Prepare o bolso: o supermercado pode ficar mais caro nos próximos dois anos. Uma combinação de fatores, que criam um cenário preocupante, já acende o sinal amarelo para a inflação de alimentos no Brasil, com projeções que preocupam não só o ano de 2026, mas também o de 2027.

Economistas e analistas de mercado monitoram de perto a dinâmica dos preços dos alimentos, que vinha apresentando uma trajetória mais amena em 2025. No entanto, a expectativa agora é de um cenário de alta acima do Índice Nacional de Preços ao Consumidor Amplo (IPCA), o termômetro oficial da inflação no país. Essa notícia não é animadora para o Banco Central, que tem a meta de manter a inflação sob controle, em torno de 3%.

Da Guerra aos Climas Extremos: O Que Está Por Trás da Preocupação?

Não se trata apenas de um fator isolado. A situação é um emaranhado de acontecimentos que se retroalimentam. Em primeiro lugar, o conflito entre Estados Unidos e Irã impactou a produção e o escoamento de fertilizantes. Como a agricultura moderna depende muito desses insumos para garantir boas safras, a escassez e o aumento dos custos se refletem diretamente no preço final dos produtos agrícolas.

Mas a chuva (ou a falta dela) também entra na conta. A probabilidade de um evento forte de El Niño em 2026, justamente no período seco da região Sudeste, é um dos pontos de maior atenção. Essa coincidência climática, segundo estimativas da Warren Investimentos, pode adicionar até 2 pontos porcentuais à alta do IPCA ao longo de 2026 e 2027. Para ter uma ideia, imagine que o aumento de R$ 2,00 na sua conta de luz fosse sentido diretamente no seu bolso ao comprar feijão ou arroz.

É fundamental lembrar que a categoria de "alimentação e bebidas" tem um peso considerável no cálculo do IPCA, representando mais de um quinto (21,3%) da cesta de consumo das famílias brasileiras com rendimentos mais baixos. Quando os preços desses itens disparam, o impacto no orçamento familiar é sentido na hora de fazer as compras do mês.

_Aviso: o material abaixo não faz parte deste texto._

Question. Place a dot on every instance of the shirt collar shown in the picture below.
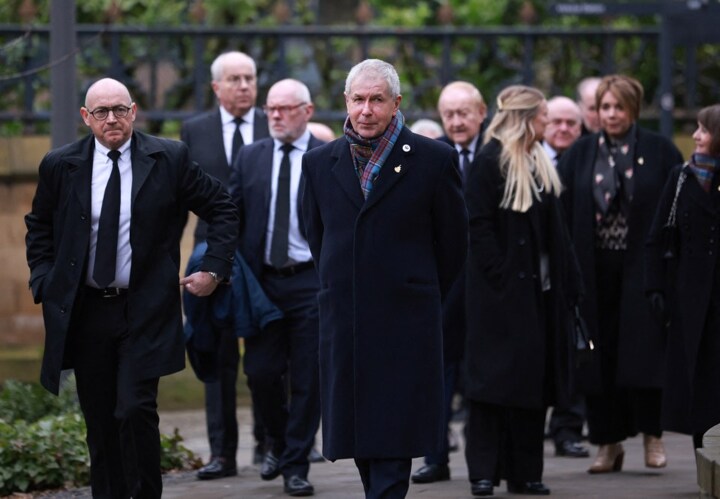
(300, 143)
(104, 150)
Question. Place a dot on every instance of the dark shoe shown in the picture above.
(528, 488)
(315, 456)
(270, 468)
(431, 473)
(297, 486)
(217, 468)
(481, 487)
(258, 454)
(568, 448)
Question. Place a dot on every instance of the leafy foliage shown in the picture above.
(42, 441)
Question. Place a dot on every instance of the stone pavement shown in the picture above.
(566, 477)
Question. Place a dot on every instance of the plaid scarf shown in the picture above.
(369, 155)
(704, 169)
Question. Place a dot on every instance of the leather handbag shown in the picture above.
(670, 236)
(581, 335)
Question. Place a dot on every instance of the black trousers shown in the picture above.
(285, 355)
(616, 412)
(120, 411)
(504, 442)
(221, 400)
(384, 478)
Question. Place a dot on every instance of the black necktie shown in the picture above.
(237, 140)
(279, 247)
(106, 249)
(464, 162)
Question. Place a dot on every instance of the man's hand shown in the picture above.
(200, 283)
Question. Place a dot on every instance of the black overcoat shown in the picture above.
(165, 185)
(384, 264)
(510, 338)
(691, 285)
(641, 343)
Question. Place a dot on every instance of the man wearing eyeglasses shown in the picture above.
(103, 246)
(265, 185)
(214, 139)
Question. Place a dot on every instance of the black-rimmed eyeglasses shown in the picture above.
(101, 113)
(282, 109)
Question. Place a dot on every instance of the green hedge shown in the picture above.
(42, 441)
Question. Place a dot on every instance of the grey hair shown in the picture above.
(378, 68)
(300, 90)
(217, 68)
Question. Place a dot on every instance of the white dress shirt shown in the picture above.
(102, 167)
(246, 129)
(298, 249)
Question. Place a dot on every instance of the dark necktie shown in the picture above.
(464, 162)
(237, 141)
(106, 249)
(279, 247)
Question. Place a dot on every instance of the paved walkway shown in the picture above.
(567, 477)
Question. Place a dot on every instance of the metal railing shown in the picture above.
(167, 69)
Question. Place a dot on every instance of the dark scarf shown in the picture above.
(613, 172)
(704, 169)
(370, 155)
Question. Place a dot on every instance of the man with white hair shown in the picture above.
(564, 122)
(387, 227)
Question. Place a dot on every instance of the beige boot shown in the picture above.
(654, 452)
(609, 458)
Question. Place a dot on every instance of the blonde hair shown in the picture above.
(523, 161)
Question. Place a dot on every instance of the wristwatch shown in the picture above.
(215, 277)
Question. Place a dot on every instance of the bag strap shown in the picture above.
(673, 208)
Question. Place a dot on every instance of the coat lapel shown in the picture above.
(142, 163)
(80, 172)
(395, 167)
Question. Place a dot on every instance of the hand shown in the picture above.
(199, 284)
(657, 304)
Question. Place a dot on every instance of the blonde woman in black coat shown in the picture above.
(613, 181)
(516, 296)
(689, 283)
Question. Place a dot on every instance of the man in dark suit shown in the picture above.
(266, 183)
(462, 110)
(567, 417)
(103, 246)
(387, 227)
(214, 139)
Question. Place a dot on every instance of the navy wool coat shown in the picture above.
(641, 339)
(384, 264)
(165, 185)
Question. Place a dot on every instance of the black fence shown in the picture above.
(167, 70)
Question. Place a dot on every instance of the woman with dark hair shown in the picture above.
(687, 278)
(520, 285)
(613, 180)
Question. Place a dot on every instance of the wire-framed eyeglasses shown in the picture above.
(101, 113)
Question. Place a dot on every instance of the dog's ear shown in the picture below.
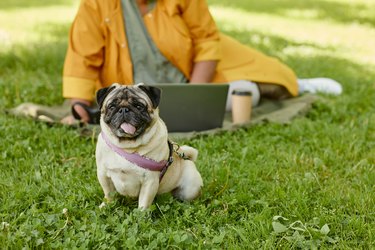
(153, 93)
(101, 94)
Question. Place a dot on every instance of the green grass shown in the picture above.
(309, 184)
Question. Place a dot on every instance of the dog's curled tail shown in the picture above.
(189, 152)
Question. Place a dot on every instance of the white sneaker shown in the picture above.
(319, 85)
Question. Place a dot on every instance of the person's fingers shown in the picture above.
(82, 113)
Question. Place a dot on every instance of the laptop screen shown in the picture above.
(192, 107)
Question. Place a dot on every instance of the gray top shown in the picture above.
(149, 64)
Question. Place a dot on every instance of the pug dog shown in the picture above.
(133, 154)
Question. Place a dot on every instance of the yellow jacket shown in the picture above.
(183, 30)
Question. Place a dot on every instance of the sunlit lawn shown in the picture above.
(308, 184)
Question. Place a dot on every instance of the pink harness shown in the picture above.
(142, 161)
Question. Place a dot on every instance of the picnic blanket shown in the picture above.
(267, 111)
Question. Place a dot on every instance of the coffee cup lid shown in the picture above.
(241, 92)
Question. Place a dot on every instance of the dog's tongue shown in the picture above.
(128, 128)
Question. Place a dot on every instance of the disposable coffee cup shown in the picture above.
(241, 106)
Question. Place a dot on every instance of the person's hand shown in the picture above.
(69, 120)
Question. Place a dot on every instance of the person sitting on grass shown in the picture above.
(156, 41)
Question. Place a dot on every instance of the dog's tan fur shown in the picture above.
(117, 174)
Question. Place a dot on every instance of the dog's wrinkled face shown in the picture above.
(128, 110)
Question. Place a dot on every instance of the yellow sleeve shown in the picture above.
(84, 56)
(203, 30)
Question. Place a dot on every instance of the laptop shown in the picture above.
(192, 107)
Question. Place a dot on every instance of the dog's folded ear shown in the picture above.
(101, 94)
(153, 93)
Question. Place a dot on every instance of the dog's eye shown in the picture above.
(140, 107)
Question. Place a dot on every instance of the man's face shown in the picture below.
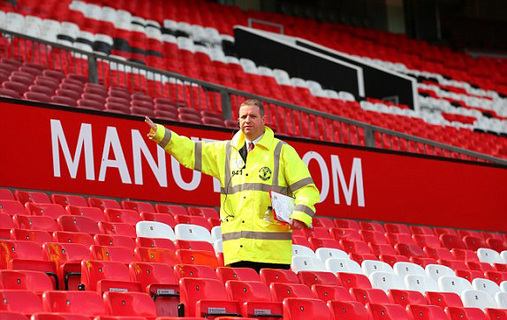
(251, 122)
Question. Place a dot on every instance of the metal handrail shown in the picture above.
(226, 93)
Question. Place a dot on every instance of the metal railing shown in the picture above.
(286, 119)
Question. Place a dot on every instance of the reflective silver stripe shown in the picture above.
(257, 235)
(167, 138)
(301, 183)
(227, 179)
(198, 156)
(276, 164)
(305, 209)
(253, 187)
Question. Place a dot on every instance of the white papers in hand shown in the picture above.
(282, 206)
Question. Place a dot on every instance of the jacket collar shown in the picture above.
(267, 140)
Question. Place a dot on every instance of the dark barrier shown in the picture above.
(269, 51)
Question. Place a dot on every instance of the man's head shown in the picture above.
(252, 119)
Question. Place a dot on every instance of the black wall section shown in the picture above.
(377, 82)
(298, 63)
(275, 53)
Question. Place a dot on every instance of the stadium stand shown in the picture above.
(68, 256)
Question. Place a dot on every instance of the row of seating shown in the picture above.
(498, 150)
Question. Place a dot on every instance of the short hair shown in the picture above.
(254, 102)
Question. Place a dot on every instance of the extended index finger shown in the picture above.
(150, 123)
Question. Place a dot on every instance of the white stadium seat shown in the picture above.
(478, 299)
(306, 263)
(192, 232)
(454, 284)
(154, 229)
(327, 253)
(343, 265)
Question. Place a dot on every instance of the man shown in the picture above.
(248, 166)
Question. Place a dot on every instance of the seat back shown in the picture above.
(386, 281)
(343, 265)
(35, 281)
(300, 309)
(240, 274)
(194, 289)
(129, 304)
(421, 283)
(478, 299)
(325, 253)
(371, 266)
(306, 263)
(245, 291)
(88, 303)
(192, 232)
(154, 229)
(454, 284)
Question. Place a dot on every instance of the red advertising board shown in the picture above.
(93, 153)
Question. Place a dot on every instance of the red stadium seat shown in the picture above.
(369, 295)
(65, 199)
(197, 257)
(138, 206)
(348, 310)
(269, 276)
(8, 315)
(34, 223)
(397, 228)
(31, 196)
(104, 276)
(114, 241)
(155, 243)
(160, 282)
(200, 296)
(426, 312)
(21, 301)
(204, 212)
(129, 304)
(73, 237)
(122, 216)
(406, 297)
(86, 303)
(103, 203)
(195, 271)
(346, 223)
(444, 299)
(301, 309)
(108, 253)
(352, 280)
(280, 291)
(12, 207)
(387, 312)
(78, 224)
(457, 313)
(67, 257)
(310, 278)
(240, 274)
(93, 213)
(194, 245)
(38, 236)
(35, 281)
(156, 255)
(168, 208)
(117, 228)
(252, 297)
(331, 292)
(160, 217)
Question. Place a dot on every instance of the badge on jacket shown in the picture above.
(264, 173)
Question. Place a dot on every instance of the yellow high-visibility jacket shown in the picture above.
(271, 165)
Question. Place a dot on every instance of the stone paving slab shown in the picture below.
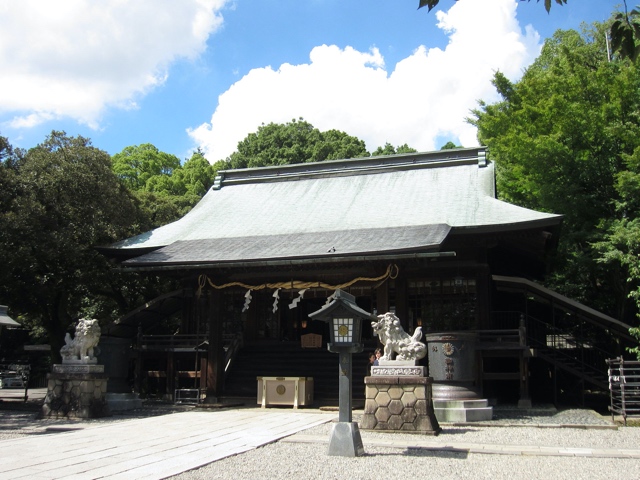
(148, 448)
(425, 443)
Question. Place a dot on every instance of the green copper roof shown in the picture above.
(454, 188)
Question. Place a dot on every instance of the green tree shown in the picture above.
(144, 167)
(559, 138)
(61, 199)
(389, 149)
(295, 142)
(624, 31)
(165, 189)
(450, 146)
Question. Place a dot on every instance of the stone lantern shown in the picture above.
(345, 330)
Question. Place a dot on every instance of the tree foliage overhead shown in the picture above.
(60, 199)
(294, 142)
(389, 149)
(562, 138)
(165, 189)
(624, 32)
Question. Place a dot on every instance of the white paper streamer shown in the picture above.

O Peso do Agro no Orçamento Familiar

O agronegócio é, sem dúvida, um pilar da economia brasileira. O Brasil se destaca globalmente em produção e exportação de alimentos. No entanto, essa força também nos torna vulneráveis a choques externos e climáticos. A necessidade de importar insumos, como os fertilizantes, e a dependência de um clima favorável para a produção tornam o setor sensível a eventos como os que estão se desenhando.

Enquanto outros países buscam inovações para otimizar a produção, como os Países Baixos que se tornaram um gigante exportador com tecnologia de ponta em estufas controladas, o Brasil ainda enfrenta desafios para garantir a resiliência de sua cadeia produtiva. A infraestrutura e a adoção de tecnologias que minimizem os riscos climáticos são pontos cruciais para o futuro do setor e, consequentemente, para a estabilidade dos preços dos alimentos.

Outros Fatores em Jogo: Carne e o Mercado Internacional

A preocupação com os preços dos alimentos não se limita aos itens básicos. A carne bovina, por exemplo, já enfrenta suas próprias dinâmicas. O Brasil atingiu metade da cota de exportação de carne bovina para a China, segundo o Ministério do Comércio chinês. Isso pode significar que, nos próximos meses, o país asiático volte a impor tarifas sobre as exportações brasileiras, o que impacta a rentabilidade do produtor e, indiretamente, pode influenciar os preços no mercado interno.

A complexidade do cenário exige atenção. A soma de fatores como conflitos geopolíticos, eventos climáticos e a dinâmica do comércio internacional cria um ambiente incerto para os preços dos alimentos. Para o brasileiro, isso se traduz em decisões mais difíceis na hora de compor a lista de compras e em uma pressão adicional sobre o orçamento familiar.

Fato é que o setor de alimentos e agricultura está sob os holofotes, e os próximos anos prometem ser de atenção redobrada para evitar que a "tempestade perfeita" se transforme em uma crise alimentar com reflexos duradouros no custo de vida do país.